Pakistani mobile app for neonatal care wins first prize

MN Report 08:29 PM, 20 Aug, 2022
Pakistani mobile app for neonatal care wins first prize

KARACHI: The Hayat mobile application from Aga Khan University has been honoured for its originality and innovation at the international Commonwealth Digital Health Awards (CWDHA) 2022.

At the 5th CWDHA, the app won first place in the Maternity and Neonatal Health category for demonstrating improvements in reproductive, maternal, neonatal, and child health (RMNCH) care services.

Due to the substantial growth in digital health advances during and after the COVID-19 epidemic, this year's competition was the most intense to date. 

The Maternal and Neonatal Health category garnered many nominations from around the world, but only 10, including Hayat, were shortlisted for the final round.

Despite significant investments in infrastructural and human resource development, Pakistan has some of the lowest RMNCH health metrics in the world. 

The maternal mortality ratio (MMR) and neonatal mortality ratio are currently 186 per 100,000 live births and 40 per 1,000 live births, respectively, indicating an urgent need for practical solutions to reach the Sustainable Development Goal (SDG) targets of MMR 70 and NMR 12 by 2030. The disparity between MMR and NMR in rural Pakistan is 26% greater than in urban areas.
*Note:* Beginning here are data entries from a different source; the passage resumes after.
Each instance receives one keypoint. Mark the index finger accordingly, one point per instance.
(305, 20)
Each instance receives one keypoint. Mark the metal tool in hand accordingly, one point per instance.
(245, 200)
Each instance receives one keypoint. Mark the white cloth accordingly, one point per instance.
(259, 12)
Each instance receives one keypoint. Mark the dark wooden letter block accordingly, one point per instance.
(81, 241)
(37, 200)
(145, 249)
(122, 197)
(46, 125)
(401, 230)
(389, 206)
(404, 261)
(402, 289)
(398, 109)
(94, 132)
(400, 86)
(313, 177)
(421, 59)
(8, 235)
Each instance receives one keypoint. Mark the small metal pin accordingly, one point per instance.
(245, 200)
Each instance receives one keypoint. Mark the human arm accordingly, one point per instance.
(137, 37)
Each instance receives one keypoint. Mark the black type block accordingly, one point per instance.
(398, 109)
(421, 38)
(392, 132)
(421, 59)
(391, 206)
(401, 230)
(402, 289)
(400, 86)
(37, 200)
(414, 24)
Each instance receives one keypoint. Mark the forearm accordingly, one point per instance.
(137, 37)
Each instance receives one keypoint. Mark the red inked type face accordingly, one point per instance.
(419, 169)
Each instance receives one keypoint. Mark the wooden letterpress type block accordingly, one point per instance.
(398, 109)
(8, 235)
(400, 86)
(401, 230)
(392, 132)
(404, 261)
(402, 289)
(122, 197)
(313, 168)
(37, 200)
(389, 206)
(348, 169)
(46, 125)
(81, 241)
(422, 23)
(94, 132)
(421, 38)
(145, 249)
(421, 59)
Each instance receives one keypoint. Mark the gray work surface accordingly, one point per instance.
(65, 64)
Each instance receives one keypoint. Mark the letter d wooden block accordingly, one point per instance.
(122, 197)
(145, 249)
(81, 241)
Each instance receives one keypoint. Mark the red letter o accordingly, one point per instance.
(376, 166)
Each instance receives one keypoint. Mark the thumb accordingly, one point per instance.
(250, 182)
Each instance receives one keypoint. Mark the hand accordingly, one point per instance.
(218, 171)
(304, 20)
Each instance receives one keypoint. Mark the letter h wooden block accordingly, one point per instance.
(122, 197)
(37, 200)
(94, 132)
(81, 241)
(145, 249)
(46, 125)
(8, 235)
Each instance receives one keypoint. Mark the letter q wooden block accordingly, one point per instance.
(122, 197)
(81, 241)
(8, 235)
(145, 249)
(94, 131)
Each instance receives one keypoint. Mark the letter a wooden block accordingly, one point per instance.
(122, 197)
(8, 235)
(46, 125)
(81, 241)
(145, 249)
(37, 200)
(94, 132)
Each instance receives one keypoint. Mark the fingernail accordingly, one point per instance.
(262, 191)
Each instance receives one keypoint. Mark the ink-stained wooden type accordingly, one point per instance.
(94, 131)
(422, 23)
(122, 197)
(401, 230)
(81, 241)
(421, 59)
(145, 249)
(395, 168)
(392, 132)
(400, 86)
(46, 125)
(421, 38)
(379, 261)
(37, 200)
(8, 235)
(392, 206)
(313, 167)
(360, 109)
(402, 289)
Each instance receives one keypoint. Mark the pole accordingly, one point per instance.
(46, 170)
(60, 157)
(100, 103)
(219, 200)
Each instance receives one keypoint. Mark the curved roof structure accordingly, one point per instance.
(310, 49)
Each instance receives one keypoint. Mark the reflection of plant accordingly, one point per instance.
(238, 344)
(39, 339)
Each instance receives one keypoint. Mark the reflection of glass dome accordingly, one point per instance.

Hayat was implemented in rural parts of Gilgit-Baltistan and Chitral in 2019 to combat these problems and improve access to RMNCH, vaccination, and child growth programmes. 

The application digitises health worker operations and enhances remote monitoring and tracking of their field activities, eliminating the need for manual, paper-based recording in registers. 
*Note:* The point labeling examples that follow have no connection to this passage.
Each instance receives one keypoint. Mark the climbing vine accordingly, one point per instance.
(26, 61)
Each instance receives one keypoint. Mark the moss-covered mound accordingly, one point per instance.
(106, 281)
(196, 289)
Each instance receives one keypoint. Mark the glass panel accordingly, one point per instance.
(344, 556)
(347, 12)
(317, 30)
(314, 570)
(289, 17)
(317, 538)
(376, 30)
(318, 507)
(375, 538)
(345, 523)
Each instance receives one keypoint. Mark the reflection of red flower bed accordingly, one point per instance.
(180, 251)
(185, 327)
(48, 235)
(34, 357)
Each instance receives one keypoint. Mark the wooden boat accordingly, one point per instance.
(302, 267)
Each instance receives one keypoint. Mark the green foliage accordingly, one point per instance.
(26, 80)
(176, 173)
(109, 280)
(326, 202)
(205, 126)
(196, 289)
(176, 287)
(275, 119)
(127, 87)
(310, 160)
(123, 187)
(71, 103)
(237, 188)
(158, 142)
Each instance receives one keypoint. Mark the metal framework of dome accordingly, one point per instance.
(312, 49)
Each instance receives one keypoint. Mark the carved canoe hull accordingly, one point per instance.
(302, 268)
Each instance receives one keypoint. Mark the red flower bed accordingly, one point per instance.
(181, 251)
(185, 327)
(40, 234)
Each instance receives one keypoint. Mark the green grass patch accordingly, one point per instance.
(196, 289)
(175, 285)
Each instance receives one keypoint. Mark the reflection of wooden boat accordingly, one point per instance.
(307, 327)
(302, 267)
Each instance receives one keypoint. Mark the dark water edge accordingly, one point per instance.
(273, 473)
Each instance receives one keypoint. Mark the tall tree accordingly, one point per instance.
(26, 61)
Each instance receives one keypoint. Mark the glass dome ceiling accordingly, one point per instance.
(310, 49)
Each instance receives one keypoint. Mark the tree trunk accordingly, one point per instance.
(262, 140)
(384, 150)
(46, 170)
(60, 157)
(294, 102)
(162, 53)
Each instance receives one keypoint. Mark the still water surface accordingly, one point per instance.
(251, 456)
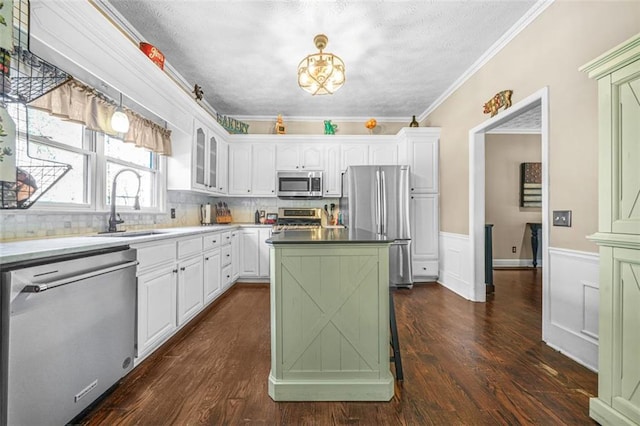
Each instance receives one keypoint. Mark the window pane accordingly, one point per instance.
(116, 148)
(48, 126)
(71, 188)
(127, 186)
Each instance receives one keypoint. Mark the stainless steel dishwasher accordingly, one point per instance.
(67, 334)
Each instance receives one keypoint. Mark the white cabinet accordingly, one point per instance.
(211, 275)
(332, 177)
(252, 169)
(156, 311)
(235, 255)
(423, 210)
(250, 255)
(190, 289)
(254, 252)
(299, 157)
(199, 164)
(353, 155)
(383, 154)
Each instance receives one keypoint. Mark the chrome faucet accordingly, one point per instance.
(114, 218)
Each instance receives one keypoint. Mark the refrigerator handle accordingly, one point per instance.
(383, 190)
(378, 202)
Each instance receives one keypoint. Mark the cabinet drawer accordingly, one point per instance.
(425, 268)
(227, 276)
(211, 241)
(226, 255)
(159, 254)
(189, 247)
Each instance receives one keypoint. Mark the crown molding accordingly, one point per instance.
(521, 24)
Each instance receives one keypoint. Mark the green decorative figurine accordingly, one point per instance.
(329, 129)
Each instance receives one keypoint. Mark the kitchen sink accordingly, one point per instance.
(130, 234)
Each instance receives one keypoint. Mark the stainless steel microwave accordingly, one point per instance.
(299, 184)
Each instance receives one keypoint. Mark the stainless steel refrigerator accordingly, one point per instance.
(376, 198)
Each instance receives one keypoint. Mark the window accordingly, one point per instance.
(95, 159)
(120, 156)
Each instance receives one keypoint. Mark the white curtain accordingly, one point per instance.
(77, 102)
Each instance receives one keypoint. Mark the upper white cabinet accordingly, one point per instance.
(383, 154)
(199, 164)
(299, 157)
(332, 177)
(252, 169)
(418, 147)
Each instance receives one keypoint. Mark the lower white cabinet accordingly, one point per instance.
(156, 315)
(212, 275)
(423, 212)
(254, 252)
(190, 289)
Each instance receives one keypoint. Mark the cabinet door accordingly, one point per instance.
(249, 253)
(263, 170)
(263, 236)
(223, 167)
(240, 169)
(424, 165)
(354, 155)
(190, 289)
(386, 154)
(287, 157)
(424, 226)
(156, 316)
(332, 178)
(235, 255)
(311, 157)
(212, 164)
(212, 278)
(200, 157)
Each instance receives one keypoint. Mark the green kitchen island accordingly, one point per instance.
(330, 316)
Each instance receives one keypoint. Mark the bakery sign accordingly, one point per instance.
(232, 125)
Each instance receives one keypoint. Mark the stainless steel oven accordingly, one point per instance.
(300, 184)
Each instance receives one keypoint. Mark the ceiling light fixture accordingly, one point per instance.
(321, 73)
(119, 119)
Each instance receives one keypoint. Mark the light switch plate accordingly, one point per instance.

It includes a complete monitoring infrastructure, referred to as the Hayat online portal, to provide remote supervision by government administrators in real-time, increase transparency and accountability, and enable effective and fast decision-making and proper resource allocation.

"Pakistan's health system is inefficient due to the underperformance of health personnel and the absence of accountability and transparency, which results in bad governance. 

These obstacles disproportionately affect women of reproductive age and children, and Hayat is working to alleviate them by utilising novel digital health technologies to increase productivity and monitoring, according to Saleem Sayani, Hayat's principal investigator.

Hayat is being implemented by Aga Khan University and Aga Khan Health Service, Pakistan (AKHS, P) in collaboration with the Department of Health, Gilgit-Baltistan and the Department of Health, Khyber Pakhtunkhwa to accomplish SDG 3: Health and well-being for everyone.

"Our goal is to support the implementation, extension, and sustainability of digital health innovations in conjunction with the government in Gilgit-Baltistan and KPK to enhance health outcomes for neglected communities in northern Pakistan," stated Nadeem Abbas, CEO of AKHS, P. 

In its fourth year of implementation, Hayat has been utilised by 485 health care professionals and has reached over 320,000 beneficiaries.

Grand Challenges Canada, Global Affairs Canada, and the Aga Khan Foundation have contributed to the funding of Hayat.